# Pose Landmarks Sequence (Sign Language) to Polish Tranlation
> Architecture: **Encoder-Decoder** with **Attention** Mechanism, [**Transformer**](https://arxiv.org/abs/1706.03762)

## Imports

In [1]:
import torch
from torch import optim
from torch import nn, Tensor
from torch.utils.data import Dataset

from sklearn.model_selection import train_test_split

import numpy as np
import pandas as pd
import math
import time
from typing import Dict, List, Any, Callable
from jsonlines import jsonlines
from tqdm.notebook import tqdm
from loguru import logger

from src.settings import PREPROCESSED_DIR, MODELS_DIR

np.random.seed(42)
torch.cuda.empty_cache()

In [2]:
DEVICE = torch.device("cuda" if torch.cuda.is_available() else "cpu")
# DEVICE = torch.device("cpu")
DEVICE

device(type='cuda')

In [3]:
class ClipsDataset(Dataset):

    def __init__(self, records: List[Dict[str, Any]]):
        self.records = records

    def __len__(self) -> int:
        return len(self.records)
    
    def __getitem__(self, index: int) -> Dict[str, torch.Tensor]:
        out_polish_token_ids = torch.tensor(self.records[index]["PolishAnnotationTokenIds"], dtype=torch.int32)
        if len(out_polish_token_ids) > 66:
            # FIXME: this is a hack to make it work with the model; only one clip is affected
            print("Warning: PolishAnnotationTokenIds is longer than 66")
            out_polish_token_ids = out_polish_token_ids[:66]
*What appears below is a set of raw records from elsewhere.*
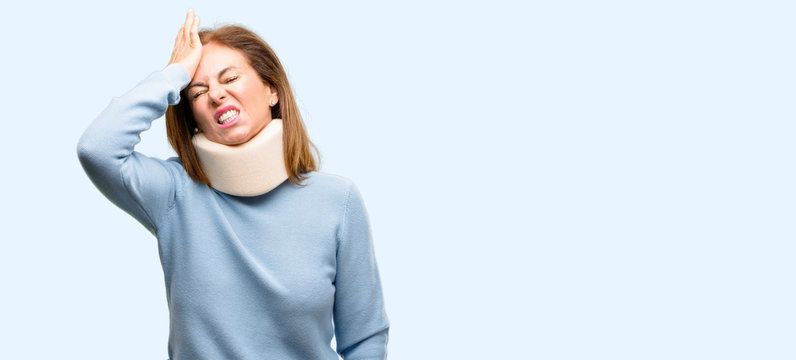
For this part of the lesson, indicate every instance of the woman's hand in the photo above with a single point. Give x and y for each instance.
(187, 47)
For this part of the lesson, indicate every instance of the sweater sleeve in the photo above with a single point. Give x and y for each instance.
(142, 186)
(361, 323)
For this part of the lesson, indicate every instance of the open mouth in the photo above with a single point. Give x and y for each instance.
(227, 116)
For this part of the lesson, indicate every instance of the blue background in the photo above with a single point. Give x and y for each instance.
(547, 180)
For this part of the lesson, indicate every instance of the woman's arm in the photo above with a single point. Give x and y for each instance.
(361, 323)
(142, 186)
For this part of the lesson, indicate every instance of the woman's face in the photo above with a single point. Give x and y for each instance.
(230, 102)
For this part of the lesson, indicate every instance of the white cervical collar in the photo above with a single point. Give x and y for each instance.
(249, 169)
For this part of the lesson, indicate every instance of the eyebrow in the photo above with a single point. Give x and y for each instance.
(220, 74)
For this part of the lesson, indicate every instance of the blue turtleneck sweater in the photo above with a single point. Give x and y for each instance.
(265, 277)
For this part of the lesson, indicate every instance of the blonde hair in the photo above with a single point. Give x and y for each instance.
(301, 155)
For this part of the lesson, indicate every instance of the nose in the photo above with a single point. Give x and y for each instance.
(217, 94)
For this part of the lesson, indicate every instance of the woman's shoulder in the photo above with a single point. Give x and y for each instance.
(323, 181)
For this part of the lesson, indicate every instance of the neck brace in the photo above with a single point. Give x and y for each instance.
(249, 169)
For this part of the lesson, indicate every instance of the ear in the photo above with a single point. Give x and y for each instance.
(273, 96)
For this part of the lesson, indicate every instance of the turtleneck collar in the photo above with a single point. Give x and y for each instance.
(249, 169)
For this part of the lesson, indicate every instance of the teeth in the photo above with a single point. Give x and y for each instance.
(227, 116)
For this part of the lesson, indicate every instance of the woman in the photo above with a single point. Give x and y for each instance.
(263, 256)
        # (seq_len x 33 x 3) -> (seq_len x 99)
        frame_seq_landmarks = torch.tensor(self.records[index]["FramesLandmarksCoords"], dtype=torch.float32).view(-1, 99)
        prepro_landmarks_seq = self.preprocess_landmarks_seq(frame_seq_landmarks)

        return {
            "in_landmarks": prepro_landmarks_seq,
            "out_polish_token_ids": out_polish_token_ids,
        }

    @staticmethod
    def preprocess_landmarks_seq(landmarks_seq, long_multiplier=10_000):
        x = landmarks_seq * long_multiplier
        x = landmarks_seq + torch.min(landmarks_seq) * -1
        return x.long()

In [4]:
SAMPLE_FRAC = 0.2


with jsonlines.open(PREPROCESSED_DIR / "clips_dataset_wth_herbert_token_ids.jsonl") as reader:
    # total_records: 19_503

    raw_records = list((rec for rec in reader if np.random.choice([True, False], p=[SAMPLE_FRAC, 1 - SAMPLE_FRAC])))
    # raw_records = list(reader)

train_records, val_records = train_test_split(raw_records, test_size=0.2, random_state=42)
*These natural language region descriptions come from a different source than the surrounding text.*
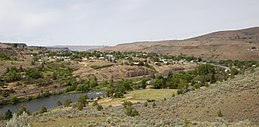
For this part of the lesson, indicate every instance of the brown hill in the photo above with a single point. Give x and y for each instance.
(235, 45)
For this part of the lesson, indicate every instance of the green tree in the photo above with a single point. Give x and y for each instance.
(43, 109)
(14, 100)
(21, 110)
(127, 104)
(130, 111)
(59, 103)
(80, 106)
(99, 107)
(145, 104)
(8, 114)
(34, 73)
(220, 114)
(67, 102)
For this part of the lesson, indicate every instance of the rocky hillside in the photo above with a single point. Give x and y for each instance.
(235, 45)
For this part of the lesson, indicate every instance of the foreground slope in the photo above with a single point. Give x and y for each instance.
(235, 45)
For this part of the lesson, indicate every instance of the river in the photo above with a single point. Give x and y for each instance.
(48, 102)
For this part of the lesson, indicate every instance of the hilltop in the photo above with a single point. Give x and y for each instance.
(234, 45)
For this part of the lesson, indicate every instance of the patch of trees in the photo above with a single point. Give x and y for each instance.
(4, 57)
(101, 66)
(119, 88)
(129, 110)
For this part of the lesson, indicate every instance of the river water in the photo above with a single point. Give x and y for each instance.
(48, 102)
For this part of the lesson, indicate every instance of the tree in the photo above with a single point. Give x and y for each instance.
(127, 104)
(82, 101)
(67, 102)
(80, 106)
(130, 111)
(95, 103)
(145, 104)
(8, 114)
(99, 107)
(14, 100)
(220, 114)
(43, 109)
(19, 121)
(59, 103)
(21, 110)
(34, 73)
(154, 105)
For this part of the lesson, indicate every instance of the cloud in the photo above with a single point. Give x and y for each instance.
(108, 22)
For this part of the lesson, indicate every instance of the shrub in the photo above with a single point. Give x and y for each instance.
(80, 106)
(14, 100)
(22, 110)
(220, 114)
(34, 73)
(148, 100)
(12, 75)
(19, 121)
(8, 114)
(43, 109)
(154, 105)
(130, 111)
(127, 104)
(59, 103)
(99, 107)
(67, 102)
(82, 99)
(95, 103)
(145, 104)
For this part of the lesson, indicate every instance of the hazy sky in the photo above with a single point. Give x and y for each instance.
(109, 22)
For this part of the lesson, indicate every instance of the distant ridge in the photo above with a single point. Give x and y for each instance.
(75, 47)
(223, 45)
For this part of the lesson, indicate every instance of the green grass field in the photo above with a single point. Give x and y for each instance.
(139, 96)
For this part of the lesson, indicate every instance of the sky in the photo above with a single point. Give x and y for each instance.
(111, 22)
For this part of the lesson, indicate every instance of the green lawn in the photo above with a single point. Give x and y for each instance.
(139, 96)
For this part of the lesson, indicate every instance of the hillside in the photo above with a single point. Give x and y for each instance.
(235, 45)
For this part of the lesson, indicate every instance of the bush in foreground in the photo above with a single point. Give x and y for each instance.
(19, 121)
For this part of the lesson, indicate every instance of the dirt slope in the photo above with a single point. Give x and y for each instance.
(219, 45)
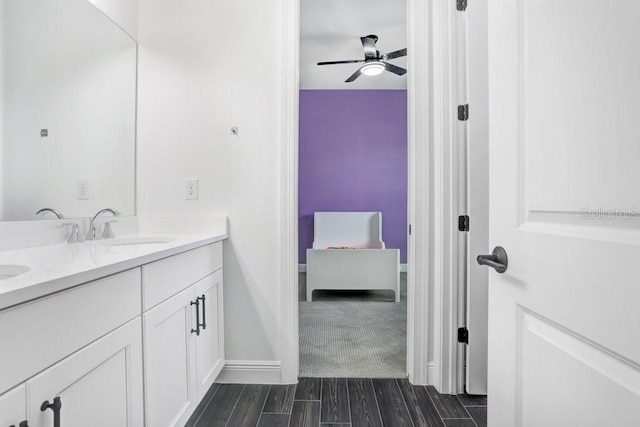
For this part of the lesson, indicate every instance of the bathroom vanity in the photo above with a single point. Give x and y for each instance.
(120, 332)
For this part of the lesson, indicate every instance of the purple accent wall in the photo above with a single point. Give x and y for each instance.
(353, 157)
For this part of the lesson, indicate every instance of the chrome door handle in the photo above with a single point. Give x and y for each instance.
(497, 260)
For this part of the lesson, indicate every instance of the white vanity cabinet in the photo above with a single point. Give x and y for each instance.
(183, 334)
(139, 347)
(83, 346)
(100, 385)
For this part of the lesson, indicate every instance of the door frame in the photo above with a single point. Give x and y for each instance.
(432, 279)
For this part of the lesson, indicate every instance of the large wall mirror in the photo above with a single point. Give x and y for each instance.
(68, 110)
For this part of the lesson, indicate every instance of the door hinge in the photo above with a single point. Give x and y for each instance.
(463, 112)
(463, 223)
(463, 335)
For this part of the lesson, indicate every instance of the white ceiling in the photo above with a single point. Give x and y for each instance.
(330, 30)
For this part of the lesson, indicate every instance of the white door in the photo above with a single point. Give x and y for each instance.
(169, 346)
(476, 72)
(99, 386)
(13, 409)
(210, 342)
(564, 341)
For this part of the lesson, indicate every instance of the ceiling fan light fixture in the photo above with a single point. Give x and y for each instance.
(372, 68)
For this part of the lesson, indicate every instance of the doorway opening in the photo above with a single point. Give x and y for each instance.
(353, 159)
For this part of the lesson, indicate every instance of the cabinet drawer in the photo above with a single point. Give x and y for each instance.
(39, 333)
(167, 277)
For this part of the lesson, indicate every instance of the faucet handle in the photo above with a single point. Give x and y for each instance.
(107, 233)
(75, 232)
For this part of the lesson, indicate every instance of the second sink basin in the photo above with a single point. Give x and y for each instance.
(136, 241)
(8, 271)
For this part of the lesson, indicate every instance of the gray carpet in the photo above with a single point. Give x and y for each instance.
(354, 334)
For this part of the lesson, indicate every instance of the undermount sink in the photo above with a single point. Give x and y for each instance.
(8, 271)
(136, 241)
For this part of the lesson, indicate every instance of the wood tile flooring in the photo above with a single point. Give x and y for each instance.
(337, 402)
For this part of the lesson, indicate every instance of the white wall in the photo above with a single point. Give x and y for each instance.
(2, 65)
(122, 12)
(205, 66)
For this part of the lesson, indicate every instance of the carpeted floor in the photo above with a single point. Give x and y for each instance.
(354, 334)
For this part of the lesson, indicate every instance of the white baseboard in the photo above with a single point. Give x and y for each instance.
(250, 372)
(302, 268)
(431, 373)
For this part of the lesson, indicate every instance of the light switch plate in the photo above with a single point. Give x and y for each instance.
(83, 190)
(191, 189)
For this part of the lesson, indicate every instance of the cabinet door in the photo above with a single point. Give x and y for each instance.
(170, 361)
(210, 342)
(13, 406)
(100, 385)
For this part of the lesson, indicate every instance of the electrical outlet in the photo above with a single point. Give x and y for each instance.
(83, 190)
(191, 189)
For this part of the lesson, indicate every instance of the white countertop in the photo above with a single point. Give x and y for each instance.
(60, 266)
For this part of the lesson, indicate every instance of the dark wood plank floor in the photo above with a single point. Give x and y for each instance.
(337, 402)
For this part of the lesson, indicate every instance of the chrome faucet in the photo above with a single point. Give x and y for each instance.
(107, 234)
(53, 211)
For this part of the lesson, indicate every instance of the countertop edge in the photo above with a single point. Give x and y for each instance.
(45, 288)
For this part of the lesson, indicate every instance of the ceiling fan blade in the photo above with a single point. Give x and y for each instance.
(354, 76)
(350, 61)
(394, 69)
(369, 44)
(394, 54)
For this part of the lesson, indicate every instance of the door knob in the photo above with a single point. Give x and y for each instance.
(55, 406)
(497, 260)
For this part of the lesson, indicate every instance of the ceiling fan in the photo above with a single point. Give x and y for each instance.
(374, 63)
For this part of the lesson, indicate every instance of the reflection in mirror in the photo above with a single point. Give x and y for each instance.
(67, 116)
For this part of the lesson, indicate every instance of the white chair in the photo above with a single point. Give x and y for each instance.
(363, 263)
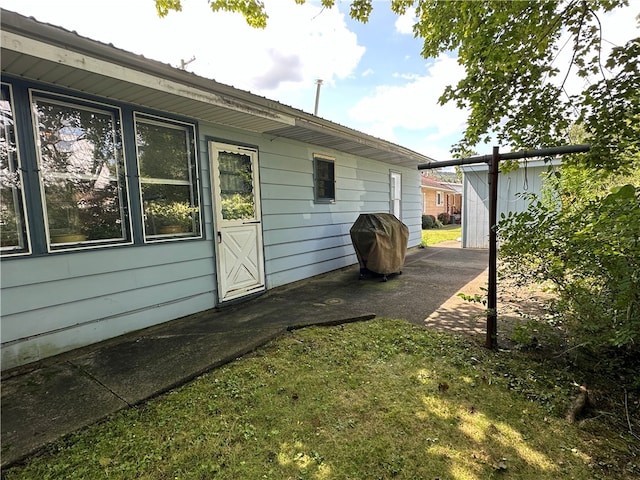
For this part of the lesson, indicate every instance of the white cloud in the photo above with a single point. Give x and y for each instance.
(404, 23)
(301, 42)
(413, 105)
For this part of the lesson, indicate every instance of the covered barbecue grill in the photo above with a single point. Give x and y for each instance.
(380, 241)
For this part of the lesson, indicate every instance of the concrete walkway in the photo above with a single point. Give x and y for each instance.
(42, 402)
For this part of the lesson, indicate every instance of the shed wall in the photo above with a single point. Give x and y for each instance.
(511, 186)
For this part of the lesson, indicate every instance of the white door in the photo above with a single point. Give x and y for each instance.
(237, 227)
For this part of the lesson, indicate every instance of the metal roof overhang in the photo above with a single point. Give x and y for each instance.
(40, 52)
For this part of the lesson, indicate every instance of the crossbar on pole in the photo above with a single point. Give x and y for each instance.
(493, 161)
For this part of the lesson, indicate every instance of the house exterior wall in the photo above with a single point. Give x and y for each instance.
(511, 187)
(58, 301)
(303, 238)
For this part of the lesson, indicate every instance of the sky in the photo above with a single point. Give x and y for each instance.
(374, 78)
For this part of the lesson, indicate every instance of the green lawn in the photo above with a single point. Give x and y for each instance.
(437, 235)
(378, 400)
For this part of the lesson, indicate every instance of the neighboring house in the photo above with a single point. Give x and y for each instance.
(134, 193)
(440, 197)
(529, 178)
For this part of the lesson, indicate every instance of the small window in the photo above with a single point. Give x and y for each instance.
(81, 172)
(166, 160)
(13, 232)
(396, 194)
(324, 179)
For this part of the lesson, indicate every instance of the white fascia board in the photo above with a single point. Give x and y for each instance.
(62, 56)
train_ds, val_ds = ClipsDataset(train_records), ClipsDataset(val_records)

del train_records, val_records, raw_records

len(train_ds), len(val_ds)

KeyboardInterrupt: 

In [None]:
# clips_df = pd.DataFrame.from_records(raw_records)
# clips_df.FramesLandmarksCoords.apply(lambda x: np.array(x).flatten()).explode().astype("float").describe()

In [None]:
# pd.Series([record["NumFrames"] for record in raw_records]).describe()

In [None]:
# pd.Series([record["PolishAnnotationTokenIds"] for record in raw_records]).map(len).describe()

In [None]:
for record in train_ds:
    print(record["in_landmarks"].shape)  # n_frames x n_landmarks*3
    print(record["out_polish_token_ids"].shape)  # padded n_tokens
    break

In [None]:
N_LANDMARKS = 33
COORD_CHANNELS = 3
MAX_TOKENS = 66
MAX_FRAMES = 392

## Models

In [None]:
class LandmarksSeqTransformerEncoder(nn.Module):
    # https://pytorch.org/tutorials/beginner/transformer_tutorial.html

    def __init__(self, ntoken: int, d_model: int, nhead: int, d_hid: int,
                 nlayers: int, dropout: float = 0.5, device: torch.device = torch.device("cuda:0")) -> None:
        super().__init__()
        self.device = device
        self.model_type = 'Transformer'
        self.pos_encoder = PositionalEncoding(d_model, dropout)
        encoder_layers = nn.TransformerEncoderLayer(d_model, nhead, d_hid, dropout, batch_first=False)
        self.transformer_encoder = nn.TransformerEncoder(encoder_layers, nlayers)
        self.embedding = nn.Embedding(ntoken, d_model)
        self.d_model = d_model
        self.linear = nn.Linear(d_model, ntoken)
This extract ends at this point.